Compute the probability of each of the following events:

event A: the sum is greater than 6.

the probability that the sum is greater than 6 is equal to the probability that the sum is 7 or 8 or 9 or 10 or 11 or 12.
this is equal to (6 + 5 + 4 + 3 + 2 + 1) / 36 = 21/36.

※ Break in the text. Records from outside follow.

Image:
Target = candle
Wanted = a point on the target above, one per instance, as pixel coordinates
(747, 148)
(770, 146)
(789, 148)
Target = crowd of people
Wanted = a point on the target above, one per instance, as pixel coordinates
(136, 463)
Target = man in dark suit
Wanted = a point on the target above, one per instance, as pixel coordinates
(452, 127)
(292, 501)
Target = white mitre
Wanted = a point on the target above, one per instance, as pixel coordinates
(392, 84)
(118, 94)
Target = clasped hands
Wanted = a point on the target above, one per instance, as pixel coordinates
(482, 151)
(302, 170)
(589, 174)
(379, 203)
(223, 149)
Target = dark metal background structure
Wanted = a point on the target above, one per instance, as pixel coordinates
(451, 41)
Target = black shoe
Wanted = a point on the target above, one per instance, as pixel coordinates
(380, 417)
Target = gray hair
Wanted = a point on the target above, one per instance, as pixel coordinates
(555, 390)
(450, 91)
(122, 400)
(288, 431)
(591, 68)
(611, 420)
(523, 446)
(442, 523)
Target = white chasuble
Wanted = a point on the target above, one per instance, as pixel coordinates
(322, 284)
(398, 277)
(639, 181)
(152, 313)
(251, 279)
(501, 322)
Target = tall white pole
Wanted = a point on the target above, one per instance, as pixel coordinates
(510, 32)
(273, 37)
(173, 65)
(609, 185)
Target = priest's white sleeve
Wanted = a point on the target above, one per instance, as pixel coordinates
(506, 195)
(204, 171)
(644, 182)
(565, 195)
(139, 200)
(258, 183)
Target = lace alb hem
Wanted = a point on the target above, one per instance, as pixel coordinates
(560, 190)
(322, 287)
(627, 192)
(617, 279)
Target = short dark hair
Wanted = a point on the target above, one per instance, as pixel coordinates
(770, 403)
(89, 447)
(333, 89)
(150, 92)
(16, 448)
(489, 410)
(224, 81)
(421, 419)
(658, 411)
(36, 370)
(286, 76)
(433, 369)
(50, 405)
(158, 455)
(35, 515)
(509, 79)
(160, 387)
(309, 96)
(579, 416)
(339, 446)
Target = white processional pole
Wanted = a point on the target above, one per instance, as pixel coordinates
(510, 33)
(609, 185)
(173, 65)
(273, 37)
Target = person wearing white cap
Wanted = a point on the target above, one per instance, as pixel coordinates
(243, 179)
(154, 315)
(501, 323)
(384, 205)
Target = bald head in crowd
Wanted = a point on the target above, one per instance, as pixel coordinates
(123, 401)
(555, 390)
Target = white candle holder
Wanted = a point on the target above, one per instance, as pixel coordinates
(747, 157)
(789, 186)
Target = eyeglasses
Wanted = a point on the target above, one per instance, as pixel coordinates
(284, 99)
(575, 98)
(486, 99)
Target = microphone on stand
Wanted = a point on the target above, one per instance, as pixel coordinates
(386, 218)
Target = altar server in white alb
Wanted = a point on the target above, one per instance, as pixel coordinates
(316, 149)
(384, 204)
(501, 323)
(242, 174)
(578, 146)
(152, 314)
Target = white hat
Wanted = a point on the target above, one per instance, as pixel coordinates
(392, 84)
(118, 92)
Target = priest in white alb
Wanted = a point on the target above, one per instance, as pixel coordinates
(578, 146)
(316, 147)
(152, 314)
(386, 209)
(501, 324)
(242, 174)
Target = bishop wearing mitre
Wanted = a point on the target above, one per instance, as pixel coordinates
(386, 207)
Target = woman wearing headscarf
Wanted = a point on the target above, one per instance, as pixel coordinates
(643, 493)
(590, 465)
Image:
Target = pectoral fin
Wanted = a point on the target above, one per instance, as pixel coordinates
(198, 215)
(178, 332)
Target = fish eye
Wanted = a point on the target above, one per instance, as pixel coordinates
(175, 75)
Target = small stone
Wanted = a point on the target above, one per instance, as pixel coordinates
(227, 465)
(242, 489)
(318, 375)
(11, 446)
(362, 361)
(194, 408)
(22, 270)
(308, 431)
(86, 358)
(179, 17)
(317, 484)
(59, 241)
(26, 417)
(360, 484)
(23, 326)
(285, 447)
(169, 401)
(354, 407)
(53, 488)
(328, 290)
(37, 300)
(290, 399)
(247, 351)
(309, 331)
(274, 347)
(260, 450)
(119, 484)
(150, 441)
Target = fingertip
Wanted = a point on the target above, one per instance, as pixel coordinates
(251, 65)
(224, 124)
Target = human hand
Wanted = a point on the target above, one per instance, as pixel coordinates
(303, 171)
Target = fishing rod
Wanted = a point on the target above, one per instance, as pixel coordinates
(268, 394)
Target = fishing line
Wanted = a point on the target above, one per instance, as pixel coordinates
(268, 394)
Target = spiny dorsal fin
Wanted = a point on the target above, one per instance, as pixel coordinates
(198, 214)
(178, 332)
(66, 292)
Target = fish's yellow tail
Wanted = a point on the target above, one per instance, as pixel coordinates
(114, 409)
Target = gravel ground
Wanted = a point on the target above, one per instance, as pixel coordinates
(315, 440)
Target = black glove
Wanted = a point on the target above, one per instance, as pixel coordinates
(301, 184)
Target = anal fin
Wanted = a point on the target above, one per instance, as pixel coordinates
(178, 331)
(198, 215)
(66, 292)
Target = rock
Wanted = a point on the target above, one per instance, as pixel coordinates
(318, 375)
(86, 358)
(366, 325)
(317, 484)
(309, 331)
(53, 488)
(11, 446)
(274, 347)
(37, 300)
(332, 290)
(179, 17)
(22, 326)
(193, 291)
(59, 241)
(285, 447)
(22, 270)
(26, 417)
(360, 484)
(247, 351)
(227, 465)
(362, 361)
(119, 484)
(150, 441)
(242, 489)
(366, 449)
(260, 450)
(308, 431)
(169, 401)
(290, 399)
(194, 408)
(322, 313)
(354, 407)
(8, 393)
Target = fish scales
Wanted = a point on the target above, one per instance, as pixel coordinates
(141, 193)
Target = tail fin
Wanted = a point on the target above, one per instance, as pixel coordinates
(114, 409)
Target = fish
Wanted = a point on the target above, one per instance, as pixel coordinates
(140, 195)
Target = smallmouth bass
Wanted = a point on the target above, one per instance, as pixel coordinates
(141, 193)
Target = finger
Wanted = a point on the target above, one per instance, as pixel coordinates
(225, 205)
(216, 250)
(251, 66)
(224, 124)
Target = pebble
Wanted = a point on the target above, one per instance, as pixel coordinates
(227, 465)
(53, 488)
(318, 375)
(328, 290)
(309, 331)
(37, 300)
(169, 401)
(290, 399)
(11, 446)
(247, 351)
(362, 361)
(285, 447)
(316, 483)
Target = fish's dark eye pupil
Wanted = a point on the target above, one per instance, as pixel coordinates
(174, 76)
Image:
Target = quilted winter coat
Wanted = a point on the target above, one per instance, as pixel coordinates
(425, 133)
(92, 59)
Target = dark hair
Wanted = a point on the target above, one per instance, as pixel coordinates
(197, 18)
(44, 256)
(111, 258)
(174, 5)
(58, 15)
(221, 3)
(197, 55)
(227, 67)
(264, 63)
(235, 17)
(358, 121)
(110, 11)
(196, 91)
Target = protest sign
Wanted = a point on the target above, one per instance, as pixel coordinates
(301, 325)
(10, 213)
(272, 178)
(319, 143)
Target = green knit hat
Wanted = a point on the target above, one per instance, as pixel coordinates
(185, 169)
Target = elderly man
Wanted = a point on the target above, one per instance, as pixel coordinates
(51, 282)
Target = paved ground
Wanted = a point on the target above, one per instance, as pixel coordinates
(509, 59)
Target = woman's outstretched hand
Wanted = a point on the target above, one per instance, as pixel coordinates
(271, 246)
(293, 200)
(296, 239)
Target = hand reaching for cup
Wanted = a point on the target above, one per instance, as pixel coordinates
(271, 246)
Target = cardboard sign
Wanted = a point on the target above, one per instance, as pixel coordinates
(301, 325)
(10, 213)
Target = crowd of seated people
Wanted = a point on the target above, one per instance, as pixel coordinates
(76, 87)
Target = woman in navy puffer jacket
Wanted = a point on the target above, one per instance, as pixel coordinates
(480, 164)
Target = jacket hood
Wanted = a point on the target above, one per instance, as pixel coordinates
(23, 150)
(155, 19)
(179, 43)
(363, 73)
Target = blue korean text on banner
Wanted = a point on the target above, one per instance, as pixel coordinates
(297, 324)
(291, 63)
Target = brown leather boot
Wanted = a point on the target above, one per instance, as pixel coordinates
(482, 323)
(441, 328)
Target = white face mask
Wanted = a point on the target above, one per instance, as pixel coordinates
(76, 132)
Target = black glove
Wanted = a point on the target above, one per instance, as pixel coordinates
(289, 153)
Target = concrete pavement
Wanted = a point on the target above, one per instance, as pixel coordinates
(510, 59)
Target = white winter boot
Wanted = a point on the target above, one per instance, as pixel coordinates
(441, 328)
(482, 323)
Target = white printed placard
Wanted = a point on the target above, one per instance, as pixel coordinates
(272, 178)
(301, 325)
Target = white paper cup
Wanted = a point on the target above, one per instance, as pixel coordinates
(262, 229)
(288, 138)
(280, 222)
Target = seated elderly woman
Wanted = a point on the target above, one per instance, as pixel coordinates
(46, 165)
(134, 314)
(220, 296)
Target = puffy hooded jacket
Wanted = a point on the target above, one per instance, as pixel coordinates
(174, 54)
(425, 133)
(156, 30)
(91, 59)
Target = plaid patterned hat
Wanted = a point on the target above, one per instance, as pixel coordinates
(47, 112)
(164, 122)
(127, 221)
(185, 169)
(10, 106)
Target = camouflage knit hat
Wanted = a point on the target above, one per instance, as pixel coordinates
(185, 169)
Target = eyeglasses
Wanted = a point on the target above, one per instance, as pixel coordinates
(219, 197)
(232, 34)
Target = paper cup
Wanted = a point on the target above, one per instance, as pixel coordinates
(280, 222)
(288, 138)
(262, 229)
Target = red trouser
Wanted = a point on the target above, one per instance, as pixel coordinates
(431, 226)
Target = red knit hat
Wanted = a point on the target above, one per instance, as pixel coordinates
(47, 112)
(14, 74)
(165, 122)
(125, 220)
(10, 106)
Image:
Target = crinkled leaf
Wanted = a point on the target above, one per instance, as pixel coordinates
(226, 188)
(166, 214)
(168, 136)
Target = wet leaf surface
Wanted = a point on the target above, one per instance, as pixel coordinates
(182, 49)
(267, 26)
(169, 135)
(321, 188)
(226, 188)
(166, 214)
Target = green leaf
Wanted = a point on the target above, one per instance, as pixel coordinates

if this is correct, then the probability that the sum is less than or equal to 6 must be equal to 36/36 - 21/36 = 15/36.

the probability that the sum is less than or equal to 6 is equal to (1 + 2 + 3 + 4 + 5) / 36 = 15/36, so it checks out ok.




Event B : the sum is not divisible by 3 and not divisible by 6.

if the number is divisible by 6, then it is also divisible by 3, so all you need to do is find the numbers that are divisible by 3.
the possible numbers are 2,3,4,5,6,7,8,9,10,11,12
of these numbers, take out the numbers that are divisible by 3 to get:
2,4,5,7,8,10,11.
the sum of the probabilities of rolling these numbers would be:
(1 + 3 + 4 + 6 + 5 + 3 + 2) / 36 = 24/36.

if this is correct, then the probability of the number being divisible by 3 or 6 would have to be 36/36 - 24/36 = 12/36.

that would be the probability of getting a 3 or 6 or 9 or 12.

the probability of that is (2 + 5 + 4 + 1) / 36 = 12/36, so it checks out ok.